Carnegie Mellon’s Samaras said one unsexy idea could yield big benefits: new delivery vehicles. The importance of moving goods from supplier to shop was underscored when toilet paper, cleaning supplies, and other in-demand goods vanished from store shelves in March. “We don’t usually think a lot about supply chains, but right now everyone can see they are literally lifelines,” he said, “but they run on diesel, gas, and jet fuel.”

It used to be that the government had to buy fossil fuel-powered heavy vehicles because there wasn’t another option. That’s recently changed. At the start of the year, UPS committed to buying 10,000 electric delivery vehicles; not long after Amazon ordered around 100,000. Buying a new fleet of electric trucks for, say, the struggling U.S. Postal Service could help the economy and the environment. “That would be really good stimulus,” Samaras said.


Americans are developing a lot of new habits that are likely to stick around.

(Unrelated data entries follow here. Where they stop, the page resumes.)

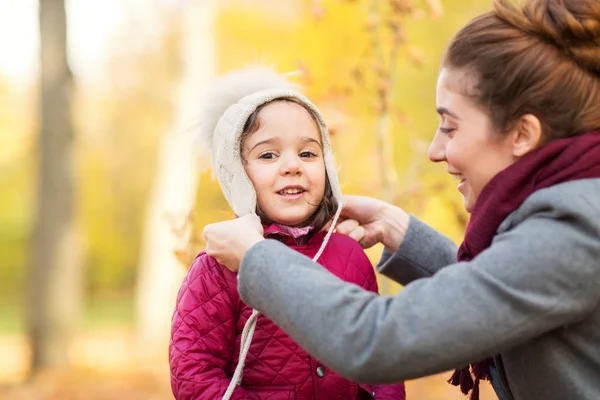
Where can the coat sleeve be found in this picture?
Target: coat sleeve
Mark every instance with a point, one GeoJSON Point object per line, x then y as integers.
{"type": "Point", "coordinates": [535, 278]}
{"type": "Point", "coordinates": [414, 259]}
{"type": "Point", "coordinates": [203, 334]}
{"type": "Point", "coordinates": [358, 259]}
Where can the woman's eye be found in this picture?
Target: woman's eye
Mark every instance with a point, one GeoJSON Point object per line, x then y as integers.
{"type": "Point", "coordinates": [267, 156]}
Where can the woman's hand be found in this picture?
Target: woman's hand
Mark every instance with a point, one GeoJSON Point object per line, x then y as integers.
{"type": "Point", "coordinates": [228, 241]}
{"type": "Point", "coordinates": [370, 221]}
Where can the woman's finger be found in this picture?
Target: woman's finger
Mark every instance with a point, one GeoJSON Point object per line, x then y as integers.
{"type": "Point", "coordinates": [346, 226]}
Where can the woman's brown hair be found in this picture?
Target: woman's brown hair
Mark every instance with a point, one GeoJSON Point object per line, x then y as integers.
{"type": "Point", "coordinates": [326, 209]}
{"type": "Point", "coordinates": [542, 58]}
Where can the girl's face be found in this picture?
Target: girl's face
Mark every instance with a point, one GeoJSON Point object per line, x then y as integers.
{"type": "Point", "coordinates": [284, 161]}
{"type": "Point", "coordinates": [465, 139]}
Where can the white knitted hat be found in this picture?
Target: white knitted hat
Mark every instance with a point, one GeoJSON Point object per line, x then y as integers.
{"type": "Point", "coordinates": [231, 100]}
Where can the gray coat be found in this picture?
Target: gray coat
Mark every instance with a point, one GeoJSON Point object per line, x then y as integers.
{"type": "Point", "coordinates": [532, 299]}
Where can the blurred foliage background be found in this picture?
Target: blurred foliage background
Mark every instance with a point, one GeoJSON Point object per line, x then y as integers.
{"type": "Point", "coordinates": [138, 201]}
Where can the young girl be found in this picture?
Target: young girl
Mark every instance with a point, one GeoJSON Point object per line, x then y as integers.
{"type": "Point", "coordinates": [271, 153]}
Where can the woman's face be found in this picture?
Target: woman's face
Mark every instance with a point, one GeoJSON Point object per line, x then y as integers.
{"type": "Point", "coordinates": [465, 139]}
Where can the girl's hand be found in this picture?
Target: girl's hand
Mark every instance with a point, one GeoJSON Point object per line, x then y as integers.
{"type": "Point", "coordinates": [228, 241]}
{"type": "Point", "coordinates": [370, 221]}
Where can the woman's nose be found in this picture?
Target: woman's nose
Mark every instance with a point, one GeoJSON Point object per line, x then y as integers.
{"type": "Point", "coordinates": [437, 148]}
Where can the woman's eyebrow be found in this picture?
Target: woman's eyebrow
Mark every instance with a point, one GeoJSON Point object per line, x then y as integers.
{"type": "Point", "coordinates": [445, 111]}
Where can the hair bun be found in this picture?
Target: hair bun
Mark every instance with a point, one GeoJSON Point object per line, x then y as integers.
{"type": "Point", "coordinates": [571, 25]}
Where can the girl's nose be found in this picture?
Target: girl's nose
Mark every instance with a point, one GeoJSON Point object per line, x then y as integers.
{"type": "Point", "coordinates": [437, 148]}
{"type": "Point", "coordinates": [290, 165]}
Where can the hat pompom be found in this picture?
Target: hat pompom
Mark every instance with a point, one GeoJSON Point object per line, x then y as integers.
{"type": "Point", "coordinates": [230, 88]}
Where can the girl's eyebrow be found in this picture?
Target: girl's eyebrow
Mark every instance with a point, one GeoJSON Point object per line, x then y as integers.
{"type": "Point", "coordinates": [266, 141]}
{"type": "Point", "coordinates": [445, 111]}
{"type": "Point", "coordinates": [310, 140]}
{"type": "Point", "coordinates": [272, 140]}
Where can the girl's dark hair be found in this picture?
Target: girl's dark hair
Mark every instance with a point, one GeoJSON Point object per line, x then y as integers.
{"type": "Point", "coordinates": [326, 209]}
{"type": "Point", "coordinates": [542, 58]}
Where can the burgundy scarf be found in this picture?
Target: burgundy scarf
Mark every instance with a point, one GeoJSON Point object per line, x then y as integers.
{"type": "Point", "coordinates": [559, 161]}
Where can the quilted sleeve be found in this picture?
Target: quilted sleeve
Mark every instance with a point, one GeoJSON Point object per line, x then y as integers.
{"type": "Point", "coordinates": [394, 391]}
{"type": "Point", "coordinates": [203, 334]}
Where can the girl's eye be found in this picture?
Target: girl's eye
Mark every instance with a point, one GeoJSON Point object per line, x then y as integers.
{"type": "Point", "coordinates": [308, 154]}
{"type": "Point", "coordinates": [267, 156]}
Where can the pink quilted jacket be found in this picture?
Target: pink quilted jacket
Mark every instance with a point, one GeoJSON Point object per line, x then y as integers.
{"type": "Point", "coordinates": [209, 318]}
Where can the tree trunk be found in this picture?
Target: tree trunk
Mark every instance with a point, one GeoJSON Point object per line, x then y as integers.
{"type": "Point", "coordinates": [54, 276]}
{"type": "Point", "coordinates": [172, 197]}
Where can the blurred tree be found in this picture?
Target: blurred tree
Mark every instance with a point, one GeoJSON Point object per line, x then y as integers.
{"type": "Point", "coordinates": [54, 274]}
{"type": "Point", "coordinates": [168, 228]}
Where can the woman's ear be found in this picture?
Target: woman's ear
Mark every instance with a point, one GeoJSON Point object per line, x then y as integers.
{"type": "Point", "coordinates": [526, 135]}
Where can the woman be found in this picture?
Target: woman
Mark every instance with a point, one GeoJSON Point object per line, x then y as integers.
{"type": "Point", "coordinates": [518, 97]}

Some are small-scale changes that mirror trends in the larger economy. In an effort to protect bus drivers from passengers standing too close while they fumble with their change, transit systems in Seattle, San Francisco, and Houston have stopped charging fares and asked riders to board at the rear doors. That probably won’t last. But eliminating coins could do more than keep a safe distance between drivers and riders. Stark from TranForm said wholesale adoption of touchless transit passes would help speed buses along their routes and make it easier to transfer from to trains. “If we could move away from the concept of fare collection at every stop, then in the long run that would be a real benefit,” Stark said.

People might also decide they want to keep breathing clean air, now that they’ve tried it. “Cities could say, ‘We’ve seen what blue skies look like, here’s how we could keep them,’” Samaras said. “That’s both a realistic and necessary goal. But we can’t do it by having everybody stay home.”

A society doesn’t get to choose its disasters. But it can decide how to react to them.

“The important thing to realize is that we get to choose,” said Saxe, the infrastructure expert. “We don’t have to run and hide. We can choose a better future, or we can double down on past mistakes.”